Без новостей от Луи страдала она всю неделю. Ни писем, ни гонцов ни домой, ни в кабинет, который Жанна навещала каждый день, хотя и не надолго, все в том же сером экипаже. Потом ей стало страшно. Нет, она не отваживалась поехать в Баньоль, где что-то можно было разузнать из деревенских разговоров. И мать её, не находя места, листала по читальням газеты, печатавшие новости королевского двора — но все напрасно, о герцоге ни слова! Армейский интендант, который по природе своей деятельности имел контакты в министерствах и мог что-то разузнать, был в поездке по северу Франции.
— А что, если тебе навестить мадам де Делай? — воскликнула Анна Рансон, когда они однажды вместе ужинали.
— На это я никогда не отважусь.
— У неё связи при дворе, она знакома с монсеньором.
— Нет, это невозможно. Я умерла бы от стыда!
Но все же, когда следующие четыре дня не принесли ничего нового, Жанна собрала все свое мужество и как-то вечером отправилась к мадам де Делай. Та не забыла, что над ней повис баронский титул — последнее время она думала о нем беспрестанно, и это делало её необычайно нервозной, часто ни с того ни с сего переходящей со смеха на плач. И потому девушку, которую когда-то приветила и от которой во многом зависело её собственное будущее, приняла как ни в чем не бывало, с подчеркнутой любезностью. Нужно сказать, что она почти уже забыла о ней, в основном из-за ущерба, нанесенного репутации её салона из-за диагноза врача-академика.
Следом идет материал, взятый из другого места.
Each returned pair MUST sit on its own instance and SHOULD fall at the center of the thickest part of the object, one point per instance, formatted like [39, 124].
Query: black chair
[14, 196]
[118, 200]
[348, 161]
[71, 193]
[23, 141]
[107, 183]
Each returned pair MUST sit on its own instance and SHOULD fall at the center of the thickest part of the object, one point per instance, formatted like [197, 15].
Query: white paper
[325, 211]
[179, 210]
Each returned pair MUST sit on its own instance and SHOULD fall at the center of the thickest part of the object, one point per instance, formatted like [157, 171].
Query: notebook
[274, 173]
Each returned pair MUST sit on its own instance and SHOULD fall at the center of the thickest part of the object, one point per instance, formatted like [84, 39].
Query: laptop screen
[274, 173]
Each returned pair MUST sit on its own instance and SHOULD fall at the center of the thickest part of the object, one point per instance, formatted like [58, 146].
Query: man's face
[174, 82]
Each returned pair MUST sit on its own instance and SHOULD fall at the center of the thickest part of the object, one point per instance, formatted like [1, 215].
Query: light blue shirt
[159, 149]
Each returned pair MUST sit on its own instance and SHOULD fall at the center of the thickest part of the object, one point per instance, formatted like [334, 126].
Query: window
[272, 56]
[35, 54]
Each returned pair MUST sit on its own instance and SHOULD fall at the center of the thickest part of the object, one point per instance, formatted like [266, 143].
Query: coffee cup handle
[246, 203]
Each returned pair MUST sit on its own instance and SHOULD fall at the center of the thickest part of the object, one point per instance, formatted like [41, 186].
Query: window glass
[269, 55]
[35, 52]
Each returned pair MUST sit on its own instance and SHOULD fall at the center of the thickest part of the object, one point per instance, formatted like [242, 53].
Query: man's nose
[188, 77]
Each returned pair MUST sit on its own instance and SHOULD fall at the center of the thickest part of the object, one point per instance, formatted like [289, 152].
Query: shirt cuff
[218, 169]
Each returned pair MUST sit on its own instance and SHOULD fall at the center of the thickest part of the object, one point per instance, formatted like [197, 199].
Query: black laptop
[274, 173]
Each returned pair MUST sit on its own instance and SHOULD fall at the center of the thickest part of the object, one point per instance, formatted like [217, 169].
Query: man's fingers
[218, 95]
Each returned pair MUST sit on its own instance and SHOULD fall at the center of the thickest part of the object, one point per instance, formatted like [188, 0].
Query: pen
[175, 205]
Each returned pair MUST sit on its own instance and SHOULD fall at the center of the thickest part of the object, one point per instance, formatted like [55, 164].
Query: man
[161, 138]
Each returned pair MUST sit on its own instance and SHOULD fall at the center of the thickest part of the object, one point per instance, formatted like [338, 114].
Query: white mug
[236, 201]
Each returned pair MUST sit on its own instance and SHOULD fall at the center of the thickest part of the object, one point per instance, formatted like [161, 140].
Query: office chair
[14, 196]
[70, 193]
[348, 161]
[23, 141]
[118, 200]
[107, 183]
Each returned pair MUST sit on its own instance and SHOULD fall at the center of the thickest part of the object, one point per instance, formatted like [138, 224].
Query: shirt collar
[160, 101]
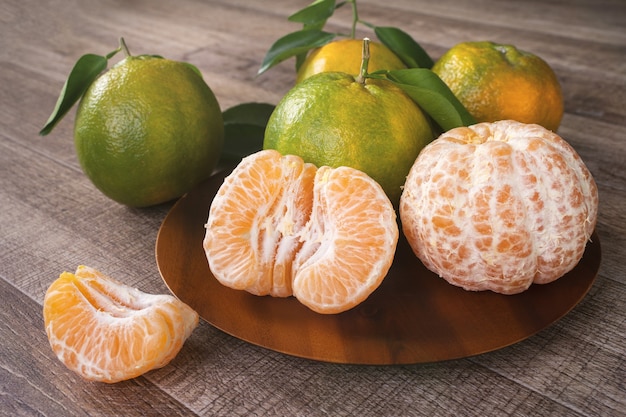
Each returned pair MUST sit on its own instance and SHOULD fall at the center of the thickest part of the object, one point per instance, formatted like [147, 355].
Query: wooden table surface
[52, 219]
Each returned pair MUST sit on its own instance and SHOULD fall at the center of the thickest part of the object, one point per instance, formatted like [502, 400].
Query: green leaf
[293, 44]
[403, 45]
[244, 130]
[315, 13]
[433, 96]
[85, 71]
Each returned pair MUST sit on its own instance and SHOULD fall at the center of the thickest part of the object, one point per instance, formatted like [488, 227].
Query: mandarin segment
[107, 331]
[349, 242]
[499, 206]
[326, 236]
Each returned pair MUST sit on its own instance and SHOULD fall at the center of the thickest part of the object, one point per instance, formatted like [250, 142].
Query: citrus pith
[279, 226]
[107, 331]
[499, 206]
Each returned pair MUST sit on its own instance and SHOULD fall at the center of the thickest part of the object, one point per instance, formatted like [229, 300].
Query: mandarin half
[107, 331]
[279, 226]
[499, 206]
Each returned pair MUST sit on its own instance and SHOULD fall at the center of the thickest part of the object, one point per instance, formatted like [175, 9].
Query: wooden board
[413, 317]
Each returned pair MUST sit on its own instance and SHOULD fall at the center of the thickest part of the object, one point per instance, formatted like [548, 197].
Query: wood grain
[52, 218]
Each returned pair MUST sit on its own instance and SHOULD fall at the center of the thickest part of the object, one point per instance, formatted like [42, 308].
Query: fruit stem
[124, 47]
[355, 19]
[364, 61]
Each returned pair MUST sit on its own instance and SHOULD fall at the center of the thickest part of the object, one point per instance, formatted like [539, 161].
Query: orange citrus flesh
[107, 331]
[499, 206]
[279, 226]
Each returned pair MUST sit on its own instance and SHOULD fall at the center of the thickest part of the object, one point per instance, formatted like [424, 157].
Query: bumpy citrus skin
[148, 130]
[345, 56]
[500, 82]
[330, 119]
[499, 206]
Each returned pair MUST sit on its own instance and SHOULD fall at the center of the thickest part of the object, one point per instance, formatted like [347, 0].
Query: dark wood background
[52, 219]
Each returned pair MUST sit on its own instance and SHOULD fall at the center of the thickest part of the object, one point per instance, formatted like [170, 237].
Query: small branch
[355, 19]
[364, 61]
[124, 47]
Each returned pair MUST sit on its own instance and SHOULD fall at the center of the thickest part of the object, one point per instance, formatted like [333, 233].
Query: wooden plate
[413, 317]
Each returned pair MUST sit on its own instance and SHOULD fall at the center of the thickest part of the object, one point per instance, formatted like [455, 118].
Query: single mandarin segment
[148, 130]
[107, 331]
[499, 82]
[279, 226]
[499, 206]
[345, 56]
[331, 119]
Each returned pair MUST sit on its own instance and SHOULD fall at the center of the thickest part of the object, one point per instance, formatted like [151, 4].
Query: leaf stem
[124, 47]
[364, 61]
[355, 19]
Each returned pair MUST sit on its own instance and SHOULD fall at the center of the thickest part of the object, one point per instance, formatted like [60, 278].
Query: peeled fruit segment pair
[107, 331]
[279, 226]
[499, 206]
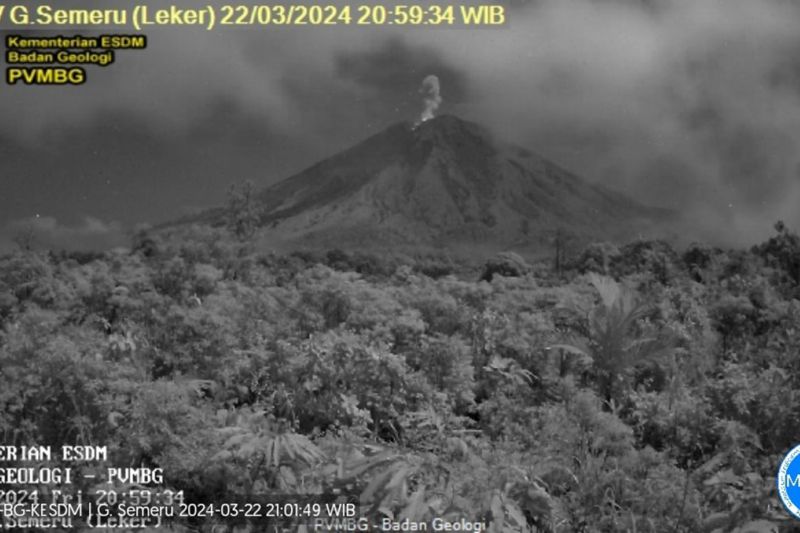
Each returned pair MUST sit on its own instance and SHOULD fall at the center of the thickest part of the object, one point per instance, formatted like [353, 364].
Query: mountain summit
[446, 181]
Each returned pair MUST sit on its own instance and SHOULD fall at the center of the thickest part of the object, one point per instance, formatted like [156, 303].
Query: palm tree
[613, 344]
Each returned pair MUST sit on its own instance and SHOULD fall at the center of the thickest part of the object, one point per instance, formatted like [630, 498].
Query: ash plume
[431, 97]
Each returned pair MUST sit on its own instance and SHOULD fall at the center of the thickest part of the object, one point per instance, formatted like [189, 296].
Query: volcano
[446, 181]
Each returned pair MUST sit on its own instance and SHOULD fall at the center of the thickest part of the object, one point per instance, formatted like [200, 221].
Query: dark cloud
[35, 232]
[394, 70]
[690, 105]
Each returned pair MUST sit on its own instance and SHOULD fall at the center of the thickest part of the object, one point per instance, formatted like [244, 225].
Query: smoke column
[431, 97]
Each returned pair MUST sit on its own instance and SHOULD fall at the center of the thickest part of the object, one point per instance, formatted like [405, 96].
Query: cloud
[691, 105]
[45, 232]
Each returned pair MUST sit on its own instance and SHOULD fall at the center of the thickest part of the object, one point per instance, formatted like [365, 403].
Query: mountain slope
[445, 182]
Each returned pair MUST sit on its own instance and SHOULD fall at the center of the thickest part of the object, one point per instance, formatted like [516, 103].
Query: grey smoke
[432, 97]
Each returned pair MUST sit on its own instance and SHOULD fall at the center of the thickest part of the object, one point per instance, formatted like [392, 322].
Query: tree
[615, 344]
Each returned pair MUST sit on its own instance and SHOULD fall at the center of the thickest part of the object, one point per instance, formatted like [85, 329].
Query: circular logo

Теперь ей нужно было делать вид, что ничего не знает. И вот мадам де Делай умудрилась подать все так, что ни о чем не ведает, а Жанну знает только как несчастную сиротку, о чьей судьбе заботился монсеньор герцог как истинный христианин. К несчастью, у неё нет для Жанны хороших вестей о её благодетеле (последнее слово она подчеркнула). В Версале говорят, что герцог очень болен… вчера король даже послал в Баньоль своего личного врача…
— Но что с ним, мадам? — простонала Жанна, теребя носовой платочек. Это и вправду так серьезно?
— Милая моя, я ничего об этом не знаю!
— Но он не умрет, скажите мне?
— Нет-нет! — прервала её мадам де Делай. — Не смейте говорить такие вещи, — и она даже погрозила пальцем, так сжалось сердце при мысли, что герцог может умереть — и тогда прощай и титул, и баронские поместья! И именно эта ужасная перспектива заставила её вскочить с возгласом:
— Немедленно еду в Версаль! Вы правы, моя дорогая, это невыносимо, что мы ничего не знаем! Приходите ко мне завтра опять!
И тут же в вихре жестов, беготни и выкриков давала приказания, одевалась, велела кучеру запрягать… и так стремительно исчезла, что Жанна даже не успела поблагодарить за такую заботу.